There are almost no “automatic firing offences” anymore, and the old “3 strikes rule” (if there ever was one) no longer exists. All decisions about firing for just cause must be made with a contextual view of the circumstances (including seemingly extraneous things such as what was going on in the employee’s personal life at the time) and so any sort of “automatic” firing response is doomed.
When an employer tells me it wishes to fire an employee for just cause, my first question is, “How much of a record of progressive disciplinary measures have you got documented?” That’s because, except in the most egregious of circumstances, a single incident won’t satisfy the just cause standard.
I’ve recently seen a couple of B.C. court decisions which are useful on the topic of just cause.
In Kirk v. Nanaimo Literacy Association, the B.C. Supreme Court determined the employer did have just cause to summarily dismiss its Executive Director.
In brief, the Association’s board of directors had received an employee’s complaint about the Executive Director. The Executive Director wanted to terminate the relationship with that employee, but the board instructed her not to do so. The Executive Director then, through a series of inflammatory and insulting and disrespectful emails, engineered the “collapse” of the Association’s board of directors. Contrary to the board’s instructions, the Executive Director terminated the relationship with the employee and thereby exposed the employer to the risk of litigation.
The Court concluded that the Executive Director deliberately impaired the ability of the board to function, her communications were incompatible with sustaining the employment relationship, she exceeded her authority in a situation in which she was in a conflict of interest, and her actions were incompatible with her duties and were prejudicial to the Association and amounted to insubordination. It upheld the just cause dismissal of the Executive Director.
In Klonteig v. West Kelowna (District), the Court came to the opposite conclusion in relation to the summary dismissal of its Assistant Fire Chief.
Mr. Klonteig, while off-duty and driving an unmarked District vehicle allocated to the Fire Chief, failed a roadside breathalyzer test and was issued a 90-day administrative driving prohibition. Mr. Klonteig had enjoyed a positive employment history with the District, was well liked and had an unblemished employment record and, after the impaired driving incident, was forthright, honest, and remorseful in his communications with the District. Nonetheless, the District dismissed Klonteig.

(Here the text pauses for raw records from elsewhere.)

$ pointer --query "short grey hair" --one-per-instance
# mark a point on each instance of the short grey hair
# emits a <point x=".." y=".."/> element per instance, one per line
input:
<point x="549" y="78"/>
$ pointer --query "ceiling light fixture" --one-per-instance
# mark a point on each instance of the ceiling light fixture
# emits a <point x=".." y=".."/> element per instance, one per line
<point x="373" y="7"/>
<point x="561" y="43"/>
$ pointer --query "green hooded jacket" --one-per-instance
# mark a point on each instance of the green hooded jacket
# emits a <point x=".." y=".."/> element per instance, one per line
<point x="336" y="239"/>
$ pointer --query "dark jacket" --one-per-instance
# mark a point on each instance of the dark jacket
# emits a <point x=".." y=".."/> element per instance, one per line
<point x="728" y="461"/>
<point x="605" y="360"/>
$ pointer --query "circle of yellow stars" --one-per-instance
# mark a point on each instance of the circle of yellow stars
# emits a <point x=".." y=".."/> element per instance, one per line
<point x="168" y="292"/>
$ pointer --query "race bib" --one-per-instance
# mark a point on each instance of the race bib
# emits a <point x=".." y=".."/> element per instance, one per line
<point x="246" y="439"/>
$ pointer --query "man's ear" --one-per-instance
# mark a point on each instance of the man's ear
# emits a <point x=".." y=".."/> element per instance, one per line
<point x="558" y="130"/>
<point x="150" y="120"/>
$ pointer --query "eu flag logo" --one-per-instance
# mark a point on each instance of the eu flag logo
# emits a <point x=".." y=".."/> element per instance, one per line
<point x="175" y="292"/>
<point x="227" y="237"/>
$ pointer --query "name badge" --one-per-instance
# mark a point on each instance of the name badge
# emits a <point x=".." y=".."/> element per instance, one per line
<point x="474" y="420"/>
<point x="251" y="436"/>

The Court determined that Mr. Klonteig’s off duty conduct did not amount to just cause for summary dismissal. It concluded that the incident did not involve a high level of moral reprehensibility, he was not the public “face” of the employer, and there was no evidence that the public at large would have been offended by his lack of judgment. Ultimately, his off duty conduct was not incompatible with his faithful discharge of his duties or otherwise prejudicial to the interests or reputation of the District. The just cause dismissal of Klonteig failed and he was awarded five months’ salary.
What can we take from these opposing outcomes? Perhaps not much more than that the concept of just cause still has a pulse (if only faint) but that it’s a BIG roll of the dice to put these things in the hands of an adjudicator.
This item is provided for general information purposes only and is not intended to be relied upon as legal advice. Informed legal advice should always be obtained about your specific circumstances.